L’import sotto traccia è ancora oggi una modalità molto diffusa di introduzione dei prodotti di abbigliamento e accessori in Russia. Si basa sulla dichiarazione di un valore dei beni importati artificiosamente basso e permette agli importatori di ottenere notevoli e indebiti risparmi di IVA e dazi. Si serve spesso di triangolazioni nelle spedizioni e nei pagamenti su Paesi Baltici, Cipro, Isole Vergini.

Tutto questo si traduce in evasione fiscale da parte russa/dell’Unione doganale euroasiatica perché le società intermediarie usate chiudono prima di pagare il debito verso l’Erario. Le cosiddette «società di un giorno».

La pratica dell’import sotto traccia è pericolosa per i produttori italiani per vari motivi:

  • Perché a causa delle triangolazioni spesso non si riescono a chiudere correttamente le bollette doganali – rischi da evasione IVA italiana
  • Perché a causa delle triangolazioni nel caso di insoluto da parte dei clienti effettivi russi/dell’Unione doganale euroasiatica è impossibile recuperare il credito per vie legali
  • Perché gli operatori russi/dell’Unione doganale euroasiatica che usano questi schemi sopravvivono spesso solo grazie all’evasione fiscale, non sono partner affidabili nel lungo periodo e spesso non hanno la professionalita’ necessaria a valorizzare i prodotti che vendono sul territorio russo

Com’è cambiato l’indirizzo politico in Russia

Fino al 2014 si è avuta un’esplosione delle importazioni e una bolla dei consumi anche grazie alla sopravvalutazione del rublo. Dal 2015 il trend si è invertito: svalutazione del rublo (da 40 a 70 rub/euro) e sviluppo della politica russa di import substitution sono i due fenomeni rilevanti nel panorama russo. Si sono verificati il contenimento dei prodotti importati e un aumento dei controlli da parte di tutte le autorità pubbliche coinvolte: l’obiettivo era di aumentare il gettito fiscale (IVA e imposta sui redditi) per finanziare pensioni e servizi pubblici.

Come conseguenza di questo nuovo indirizzo politico, a partire dal 2016 è stata disposta l’applicazione di un chip su determinate categorie di beni, partendo da quelli con maggiore valore unitario e maggiore incidenza dell’import irregolare.
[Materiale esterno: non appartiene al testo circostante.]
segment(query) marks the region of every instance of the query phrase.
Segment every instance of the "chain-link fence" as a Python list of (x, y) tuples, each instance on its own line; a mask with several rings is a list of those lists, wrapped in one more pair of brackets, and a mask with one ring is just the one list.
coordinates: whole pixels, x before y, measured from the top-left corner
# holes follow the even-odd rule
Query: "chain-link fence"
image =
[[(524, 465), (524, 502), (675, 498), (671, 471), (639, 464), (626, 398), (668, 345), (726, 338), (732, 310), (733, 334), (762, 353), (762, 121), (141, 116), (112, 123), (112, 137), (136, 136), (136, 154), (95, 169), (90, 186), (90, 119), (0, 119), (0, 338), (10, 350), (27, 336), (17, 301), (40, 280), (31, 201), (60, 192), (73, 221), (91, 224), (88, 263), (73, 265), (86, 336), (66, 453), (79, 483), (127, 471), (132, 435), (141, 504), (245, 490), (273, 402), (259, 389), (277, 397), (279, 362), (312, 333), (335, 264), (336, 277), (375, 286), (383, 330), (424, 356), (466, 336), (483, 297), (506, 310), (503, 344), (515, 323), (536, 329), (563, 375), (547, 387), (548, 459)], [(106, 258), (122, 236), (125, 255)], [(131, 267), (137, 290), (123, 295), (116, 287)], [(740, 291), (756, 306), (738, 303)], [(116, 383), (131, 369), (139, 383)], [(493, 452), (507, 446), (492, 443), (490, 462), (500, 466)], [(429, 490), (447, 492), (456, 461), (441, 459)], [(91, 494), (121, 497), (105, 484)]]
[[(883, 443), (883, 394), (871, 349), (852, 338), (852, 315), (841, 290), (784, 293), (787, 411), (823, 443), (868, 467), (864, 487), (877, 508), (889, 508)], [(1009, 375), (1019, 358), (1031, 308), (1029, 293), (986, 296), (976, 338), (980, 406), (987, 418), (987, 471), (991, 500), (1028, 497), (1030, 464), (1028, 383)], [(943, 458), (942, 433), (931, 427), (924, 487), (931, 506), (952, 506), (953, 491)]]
Articoli in pelliccia e calzature: l’introduzione del chip

  • Mercato prevalentemente sotto traccia fino al 2016: oltre 80% di import irregolare
  • Il chip RFID introdotto come progetto pilota a metà 2016 è diventato obbligatorio dopo pochi mesi
  • Risultati raggiunti:
    • oltre 60% dell’import è passato da «sotto traccia» a regolare
    • 20% degli operatori sono usciti dal mercato

L’estensione del chip sui prodotti di consumo

Dopo il successo dell’esperimento della marcatura con chip delle pellicce, le autorità russe proseguono con nuove iniziative legislative legate alla marcatura con chip sui prodotti di consumo finalizzate a facilitarne la tracciabilità e a ridurre l’evasione fiscale e doganale.

Il 15 novembre 2017 il quotidiano economico russo Kommersant ha riportato che entro il 25 gennaio 2018 dovrà essere presentato un progetto di legge “globale” sulla marcatura con chip dei prodotti di consumo il cui obiettivo è di trasformare entro il 2024 la Russia nel primo paese al mondo a tracciabilità totale, eliminando quindi l’import sotto traccia che, ad oggi, comporta enormi perdite per il bilancio pubblico in termini di dazi, iva e imposta sui redditi.

Ancora non sono stimabili costi e tempi di implementazione del progetto e le specifiche soluzioni che saranno proposte per categoria merceologica, ad esempio chip RFID o chip QR.

Si raccomanda quindi di monitorare costantemente l’evoluzione normativa in materia di marcatura a mezzo chip dei prodotti di consumo (in particolare di quelli di abbigliamento/calzature/accessori) al fine di evitare sanzioni e contrattempi. Il chip sui prodotti di consumo così come la corretta certificazione EAC possono diventare delle opportunità per le aziende italiane che sapranno adeguarsi alle nuove regole: non solo infatti si eviteranno multe e blocchi ma sarà soprattutto possibile imporsi come leader di mercato.